Sifneos devised two different kinds of short-term psychoanalytical psychotherapy: the anxiety-provoking psychotherapy and the STAPP treatment. With the first one, Sifneos wanted to reduce anxiety level of patients; the second one, instead, was aimed at provoking anxiety to patients, making them aware of their own problems in order to finally solve them. These two kinds of short-term psychotherapy were sometimes tailored to specific patients: those who had a ‘genital’ neurosis (less severe condition), patients who had a good intellective level, ability to get in touch with therapists, patients with strong motivation to change themselves, and whose children’s experience was spangled with meaningful relationship with caregivers.

The end of treatment seems to break out the classical approach (with no end).

 

Davanloo, founder and pioneer of Short-Term Dynamic Psychotherapy, believed that, after the first interview, psychotherapist should be able to make a clinical diagnosis on clinical, dynamic and genetic levels. In his opinion, severely disturbed patients are those who respond positively to the short-term psychotherapy. This is why it is better not to fix a term to the treatment (which lasts 15-20 interviews). Criteria for patients’ selection are two: the motivation of patients and the focus on a primary conflict area.

 

Finally, I have to remind Gilliéron (1994, 1997), creator of a ‘meta-model’ in which psychotherapist-patient mutual influences, early diagnosis, precise and unchanging setting, and psychic change are fundamental. Psychic development and its three level (biological, psychological and social/cultural) represent the basis on which any kind of intervention should start.
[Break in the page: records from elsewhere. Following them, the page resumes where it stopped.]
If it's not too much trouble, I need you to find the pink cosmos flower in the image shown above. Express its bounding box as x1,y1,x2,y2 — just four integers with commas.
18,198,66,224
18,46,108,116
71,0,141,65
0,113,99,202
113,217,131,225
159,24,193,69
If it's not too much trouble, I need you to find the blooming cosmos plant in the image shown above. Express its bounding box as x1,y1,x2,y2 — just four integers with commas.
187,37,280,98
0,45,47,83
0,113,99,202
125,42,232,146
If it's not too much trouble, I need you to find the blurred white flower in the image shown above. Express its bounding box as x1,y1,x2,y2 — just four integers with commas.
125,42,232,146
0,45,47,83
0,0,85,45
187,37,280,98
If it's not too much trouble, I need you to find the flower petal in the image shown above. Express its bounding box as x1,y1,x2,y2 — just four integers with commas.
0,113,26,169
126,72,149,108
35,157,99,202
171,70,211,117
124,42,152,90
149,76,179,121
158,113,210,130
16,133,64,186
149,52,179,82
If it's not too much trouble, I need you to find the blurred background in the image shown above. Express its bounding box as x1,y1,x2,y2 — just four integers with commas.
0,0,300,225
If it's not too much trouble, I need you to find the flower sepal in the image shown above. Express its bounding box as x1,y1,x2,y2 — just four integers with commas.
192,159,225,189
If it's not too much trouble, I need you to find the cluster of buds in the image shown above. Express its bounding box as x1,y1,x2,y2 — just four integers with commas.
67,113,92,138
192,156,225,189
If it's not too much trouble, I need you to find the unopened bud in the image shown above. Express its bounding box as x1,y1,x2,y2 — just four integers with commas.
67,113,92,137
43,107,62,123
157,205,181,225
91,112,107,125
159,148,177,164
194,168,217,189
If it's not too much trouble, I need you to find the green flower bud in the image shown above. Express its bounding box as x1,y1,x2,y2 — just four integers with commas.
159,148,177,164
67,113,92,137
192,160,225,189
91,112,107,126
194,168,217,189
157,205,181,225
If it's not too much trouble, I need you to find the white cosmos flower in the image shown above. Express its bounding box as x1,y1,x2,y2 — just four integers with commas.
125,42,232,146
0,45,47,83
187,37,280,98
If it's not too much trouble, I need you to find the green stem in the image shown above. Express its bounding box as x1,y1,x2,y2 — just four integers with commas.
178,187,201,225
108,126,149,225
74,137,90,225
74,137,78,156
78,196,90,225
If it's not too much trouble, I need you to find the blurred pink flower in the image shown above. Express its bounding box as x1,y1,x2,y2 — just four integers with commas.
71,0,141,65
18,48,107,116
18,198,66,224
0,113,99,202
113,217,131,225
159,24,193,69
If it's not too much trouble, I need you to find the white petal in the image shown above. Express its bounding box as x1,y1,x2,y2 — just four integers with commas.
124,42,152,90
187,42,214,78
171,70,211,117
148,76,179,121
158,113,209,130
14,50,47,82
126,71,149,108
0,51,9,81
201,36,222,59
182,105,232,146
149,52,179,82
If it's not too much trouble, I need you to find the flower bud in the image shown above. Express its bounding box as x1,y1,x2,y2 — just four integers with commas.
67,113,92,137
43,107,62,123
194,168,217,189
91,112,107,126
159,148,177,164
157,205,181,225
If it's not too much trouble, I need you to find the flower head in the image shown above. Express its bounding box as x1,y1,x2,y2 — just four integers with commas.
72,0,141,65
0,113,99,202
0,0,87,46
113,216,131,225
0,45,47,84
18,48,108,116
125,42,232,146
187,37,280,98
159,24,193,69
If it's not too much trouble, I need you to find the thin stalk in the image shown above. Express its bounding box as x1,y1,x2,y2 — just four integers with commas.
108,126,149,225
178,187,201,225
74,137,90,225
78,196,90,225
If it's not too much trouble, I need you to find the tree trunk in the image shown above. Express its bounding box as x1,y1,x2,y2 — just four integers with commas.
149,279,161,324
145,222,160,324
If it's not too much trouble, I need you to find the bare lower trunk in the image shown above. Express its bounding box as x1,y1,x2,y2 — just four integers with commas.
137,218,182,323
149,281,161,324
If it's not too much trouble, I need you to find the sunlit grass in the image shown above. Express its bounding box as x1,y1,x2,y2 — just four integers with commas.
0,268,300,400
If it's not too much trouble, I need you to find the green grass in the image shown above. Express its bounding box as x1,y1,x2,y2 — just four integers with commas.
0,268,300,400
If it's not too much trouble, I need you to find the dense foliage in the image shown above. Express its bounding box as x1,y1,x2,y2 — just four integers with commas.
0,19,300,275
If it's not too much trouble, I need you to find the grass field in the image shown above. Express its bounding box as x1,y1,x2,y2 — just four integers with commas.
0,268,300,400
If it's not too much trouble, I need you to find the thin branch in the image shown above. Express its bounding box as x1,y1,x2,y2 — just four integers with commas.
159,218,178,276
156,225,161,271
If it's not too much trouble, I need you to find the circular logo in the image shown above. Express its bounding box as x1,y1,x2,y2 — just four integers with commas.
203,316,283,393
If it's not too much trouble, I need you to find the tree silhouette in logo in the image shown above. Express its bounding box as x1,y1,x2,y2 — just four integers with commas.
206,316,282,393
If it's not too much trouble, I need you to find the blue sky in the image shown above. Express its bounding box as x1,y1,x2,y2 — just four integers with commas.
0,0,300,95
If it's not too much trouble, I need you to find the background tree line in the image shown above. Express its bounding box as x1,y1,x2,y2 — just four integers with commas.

According to Gilliéron, during the first four interviews, the psychotherapist should formulate a psychodiagnostic hypothesis that will lead (at the end of the fourth interview) to an initial diagnostic orientation about the patient’s personality and the consequent decision -in accordance with the necessities of the patient- as to the interruption or the continuation of the sessions, so that a short-term psychotherapy proper (inspired by the founder of psychoanalysis) might actually be started.